06/09/2011 – Interrogé non sans finesse ce dimanche 4 septembre par Mme Ullmann, journaliste de la Cinq, M. Mélenchon a eu ce cri du cœur : « ma seule crainte, a-t-il dit en substance, c’est que nous ne puissions intervenir avant qu’ils (= les financiers et la droite) n’aient détruit l’euro et l’Union européenne »…
On aurait pu penser que le candidat du Front de gauche aurait eu, comme nous, la crainte que la France, que son industrie et sa classe ouvrière, que son agriculture et sa paysannerie, que ses acquis sociaux, ses services publics, son école laïque, sa langue évincée par le tout-anglais de l’oligarchie mondiale, ne fussent détruits PAR l’euro et PAR l’Union européenne avant que le mouvement populaire n’ait eu le temps de SORTIR notre pays de ces broyeurs de peuple que sont l’UE et son maudit euro. Eh bien non, car Jean-Luc Mélanchon est avant tout soucieux de sauver… cette construction européenne qui n’a JAMAIS apporté que du mauvais à la nation et à la classe ouvrière ! A chacun ses « peurs », décidément !…

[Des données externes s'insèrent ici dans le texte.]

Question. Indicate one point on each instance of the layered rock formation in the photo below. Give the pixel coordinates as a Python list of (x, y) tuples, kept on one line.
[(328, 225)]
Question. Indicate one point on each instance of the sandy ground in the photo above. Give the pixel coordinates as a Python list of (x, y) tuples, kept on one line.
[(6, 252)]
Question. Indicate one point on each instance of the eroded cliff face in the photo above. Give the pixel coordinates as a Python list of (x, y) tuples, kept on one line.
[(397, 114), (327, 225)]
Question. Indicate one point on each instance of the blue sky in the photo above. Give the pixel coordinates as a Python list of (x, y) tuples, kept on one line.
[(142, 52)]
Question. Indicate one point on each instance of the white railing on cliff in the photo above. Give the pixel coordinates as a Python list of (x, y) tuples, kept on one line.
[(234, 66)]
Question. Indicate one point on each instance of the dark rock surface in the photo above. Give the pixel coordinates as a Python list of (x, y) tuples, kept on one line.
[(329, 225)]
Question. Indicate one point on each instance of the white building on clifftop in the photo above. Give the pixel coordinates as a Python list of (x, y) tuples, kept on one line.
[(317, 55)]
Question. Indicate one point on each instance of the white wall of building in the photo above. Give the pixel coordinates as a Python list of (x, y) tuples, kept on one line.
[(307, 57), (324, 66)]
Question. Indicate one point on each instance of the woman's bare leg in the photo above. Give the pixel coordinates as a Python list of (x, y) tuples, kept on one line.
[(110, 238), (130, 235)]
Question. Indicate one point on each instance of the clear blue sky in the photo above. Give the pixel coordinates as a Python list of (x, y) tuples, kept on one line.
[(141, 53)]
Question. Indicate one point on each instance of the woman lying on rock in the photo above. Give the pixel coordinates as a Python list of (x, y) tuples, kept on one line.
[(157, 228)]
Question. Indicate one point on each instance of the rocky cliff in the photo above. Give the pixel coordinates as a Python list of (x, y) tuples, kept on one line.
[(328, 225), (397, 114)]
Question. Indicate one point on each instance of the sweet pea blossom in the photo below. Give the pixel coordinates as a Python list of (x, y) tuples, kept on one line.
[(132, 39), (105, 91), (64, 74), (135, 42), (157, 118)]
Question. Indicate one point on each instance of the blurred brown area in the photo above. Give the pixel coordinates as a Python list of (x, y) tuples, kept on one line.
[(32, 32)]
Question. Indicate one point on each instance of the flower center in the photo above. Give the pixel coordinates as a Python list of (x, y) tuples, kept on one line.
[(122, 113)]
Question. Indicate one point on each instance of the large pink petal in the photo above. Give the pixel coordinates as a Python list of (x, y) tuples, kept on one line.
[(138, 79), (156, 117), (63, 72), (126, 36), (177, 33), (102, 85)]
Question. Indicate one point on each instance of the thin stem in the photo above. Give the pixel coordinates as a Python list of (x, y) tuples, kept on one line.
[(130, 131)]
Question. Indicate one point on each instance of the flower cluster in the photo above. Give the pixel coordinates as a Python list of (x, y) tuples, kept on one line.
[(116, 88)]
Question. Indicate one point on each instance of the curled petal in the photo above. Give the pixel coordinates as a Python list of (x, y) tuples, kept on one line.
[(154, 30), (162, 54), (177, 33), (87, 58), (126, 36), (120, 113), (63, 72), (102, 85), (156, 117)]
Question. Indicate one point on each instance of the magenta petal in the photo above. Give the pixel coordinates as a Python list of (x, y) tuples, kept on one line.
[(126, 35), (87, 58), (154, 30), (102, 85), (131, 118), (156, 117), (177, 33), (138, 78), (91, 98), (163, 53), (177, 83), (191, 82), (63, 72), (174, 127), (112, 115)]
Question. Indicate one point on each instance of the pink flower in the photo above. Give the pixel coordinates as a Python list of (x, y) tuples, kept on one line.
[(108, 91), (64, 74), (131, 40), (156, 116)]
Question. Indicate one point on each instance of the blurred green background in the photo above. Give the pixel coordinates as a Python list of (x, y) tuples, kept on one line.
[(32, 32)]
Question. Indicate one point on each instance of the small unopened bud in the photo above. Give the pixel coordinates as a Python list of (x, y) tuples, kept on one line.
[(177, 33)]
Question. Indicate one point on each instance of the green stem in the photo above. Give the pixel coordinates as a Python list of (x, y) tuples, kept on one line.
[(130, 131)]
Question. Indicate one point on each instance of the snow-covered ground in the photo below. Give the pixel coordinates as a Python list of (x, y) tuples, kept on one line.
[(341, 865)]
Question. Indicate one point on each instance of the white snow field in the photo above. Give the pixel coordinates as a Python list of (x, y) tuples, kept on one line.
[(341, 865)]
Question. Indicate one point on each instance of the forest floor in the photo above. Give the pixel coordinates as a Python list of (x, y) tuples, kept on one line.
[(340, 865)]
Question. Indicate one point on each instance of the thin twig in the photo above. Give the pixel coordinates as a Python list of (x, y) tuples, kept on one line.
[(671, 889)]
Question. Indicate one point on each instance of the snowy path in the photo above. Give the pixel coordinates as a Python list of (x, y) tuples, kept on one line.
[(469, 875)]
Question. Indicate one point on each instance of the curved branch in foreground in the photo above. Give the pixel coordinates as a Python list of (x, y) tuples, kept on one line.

Et c’est dommage, car pour le reste, – et à condition de ne rien dire ici des questions internationales: le candidat du front de gauche a voté pour l’intervention impérialiste en Libye! -, Mélenchon a eu le mérite de fustiger les marchés financiers, d’appeler à récuser la dette artificiellement créée par la politique européenne, de rappeler que la France est encore une grande puissance économique qui aurait les moyens d’affronter l’oligarchie européenne, de faire vibrer le patriotisme républicain si décrié par les trotskistes, euro « communistes » et autres euro-écologistes…
Mais « l’enfer est pavé de bonnes intentions »… A lors à quoi bon cette verve jauressienne si la seule solution pour Mélenchon, c’est de convaincre les gouvernements européens qu’il faut mettre la Banque européenne et l’euro au service des peuples ALORS MEME QUE CES INSTRUMENTS ONT ETE CONÇUS DE A A Z POUR ASSERVIR LES TRAVAILLEURS ET LES NATIONS et que manifestement, ni Cameron, ni Merkel, ni les « socialistes » Socrates, Papandréou ou Zapatero ne voudront bouger d’un pouce sur l’ « indépendance » de la Banque européenne, comme on le voit dans leurs pays respectifs malgré d’immenses manifestations populaires à Athènes, Madrid et Londres !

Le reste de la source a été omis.